If you were injured by a driver who was in breach of his or her insurance, the good news is that your ICBC claim is largely unaffected. As an innocent victim, you are not punished by the driver’s (or owner’s) irresponsible behavior. However, it is important to check the insurance policy on the vehicle, especially if the driver is not the registered owner of the vehicle.

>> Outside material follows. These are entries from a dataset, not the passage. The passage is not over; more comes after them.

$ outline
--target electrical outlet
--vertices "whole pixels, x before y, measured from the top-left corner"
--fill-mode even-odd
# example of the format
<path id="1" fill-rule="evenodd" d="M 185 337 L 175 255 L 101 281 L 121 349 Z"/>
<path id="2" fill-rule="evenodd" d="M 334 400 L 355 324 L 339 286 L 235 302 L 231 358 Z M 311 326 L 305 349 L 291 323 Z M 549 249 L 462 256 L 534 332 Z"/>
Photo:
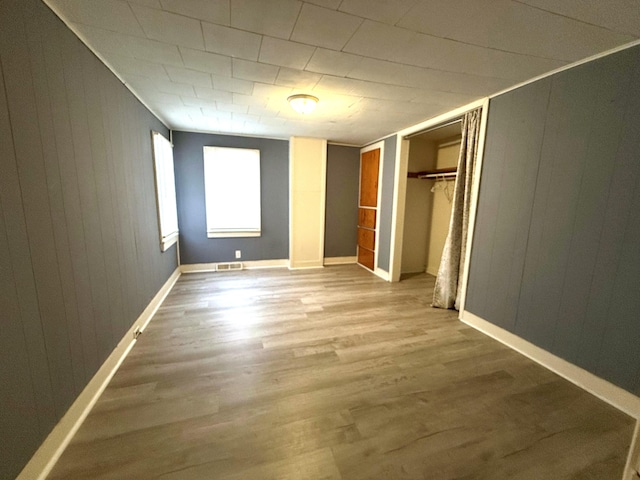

Driving a Vehicle Without the Owner’s Consent
If the driver has the vehicle without express or implied consent of the owner, then you cannot claim against the vehicle’s insurance policy. You may still be able to claim against insurance carried by all drivers with a valid BC driver’s licence, but the vehicle itself is considered uninsured.
Categories of Breach
Any use of a vehicle outside of what is permitted under the insurance policy will generally constitute a breach. The most common breach is probably a false principal operator declaration: the person who uses the vehicle most often is not listed as the principal operator. Other types of breaches include: giving a material false statement to ICBC, driving the vehicle for work purposes when it is not insured for commuting to work, driving the vehicle more frequently than is permitted under the policy, driving in breach of your driver’s licence, driving while impaired and letting someone drive your vehicle while impaired or in breach of his or her driver’s licence.
Breach of Policy and Denial of No Fault Benefits
If you breached your insurance, but you did not cause the accident, you can still claim against the driver and/or vehicle that did cause the accident. However, you may be denied your no-fault benefits. The most common way that this breach occurs is by giving a false material statement to ICBC. Any time you communicate with ICBC, if you make a false statement, or even if you withhold relevant information, you may be in breach of your policy. This is where retaining a lawyer early in your claim can be very important to protect your rights.